= Biocentrism (ethics) =

Ethical point of view that extends inherent value to all living things

Biocentrism (from Greek βίος bios, "life" and κέντρον kentron, "center"), in a political and ecological sense, as well as literally, is an ethical point of view that extends equal inherent value to all living things. It is an understanding of how the earth works, particularly as it relates to its biosphere or biodiversity. It stands in contrast to anthropocentrism, which centers on the value of humans, and to pathocentrism, which places value in sentient beings or beings capable of feeling pain. The related ecocentrism extends inherent value to the whole of nature.

Advocates of biocentrism often promote the preservation of biodiversity, animal rights, and environmental protection. The term has also been employed by advocates of "left biocentrism", which combines deep ecology with an "anti-industrial and anti-capitalist" position (according to David Orton et al.).

== Definition ==
In the simplest of terms as well as form, biocentrism is the belief that all living organisms, without exception, individually possess equal value and the same exact right to live, requiring identical moral treatment, regard, and prioritization.

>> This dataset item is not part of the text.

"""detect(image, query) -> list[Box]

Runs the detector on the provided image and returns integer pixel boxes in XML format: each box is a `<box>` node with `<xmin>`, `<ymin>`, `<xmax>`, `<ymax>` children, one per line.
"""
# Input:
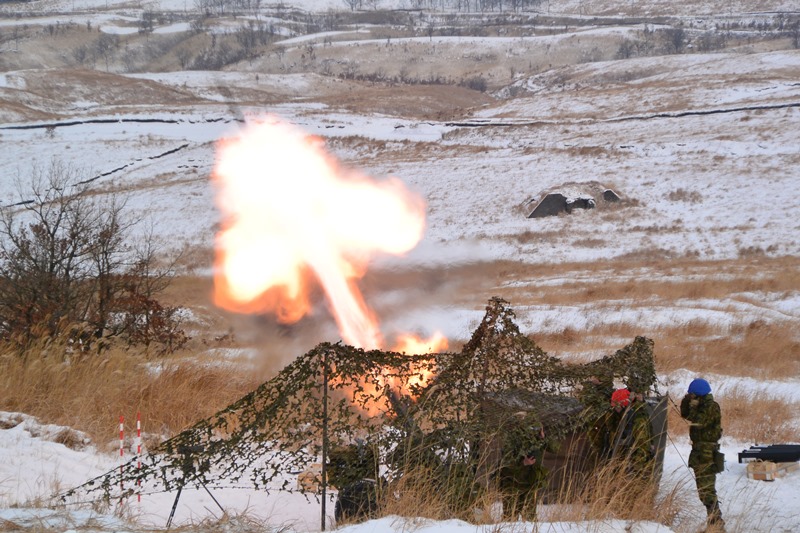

Usually, the term biocentrism encompasses all environmental ethics that "extend the status of moral object from human beings to all living things in nature". Biocentric ethics calls for a rethinking of the relationship between humans and nature. It states that nature does not exist simply to be used or consumed by humans, but that humans are simply one species amongst many, and that because we are part of an ecosystem, any actions which negatively affect the living systems of which we are a part adversely affect us as well, whether or not we maintain a biocentric worldview. Biocentrists observe that all species have inherent value, and that humans are not "superior" to other species in a moral or ethical sense.

The four main pillars of a biocentric outlook are:

1. Humans and all other species are members of Earth's community.
2. All species are part of a system of interdependence.
3. All living organisms pursue their own "good" in their own ways.
4. Human beings are not inherently superior to other living things.

The most important of these four main pillars is likely the idea that human beings are not inherently superior to other living things. People have divergent views on many specific aspects of almost everything. Not all biocentrists even subscribe to the abstract concept of value, which is why heavy emphasis is placed on the fourth pillar.

== Relationship with animals and environment==

Biocentrism views individual species as parts of the living biosphere. It observes the consequences of reducing biodiversity on both small and large scales and points to the inherent value all species have to the environment.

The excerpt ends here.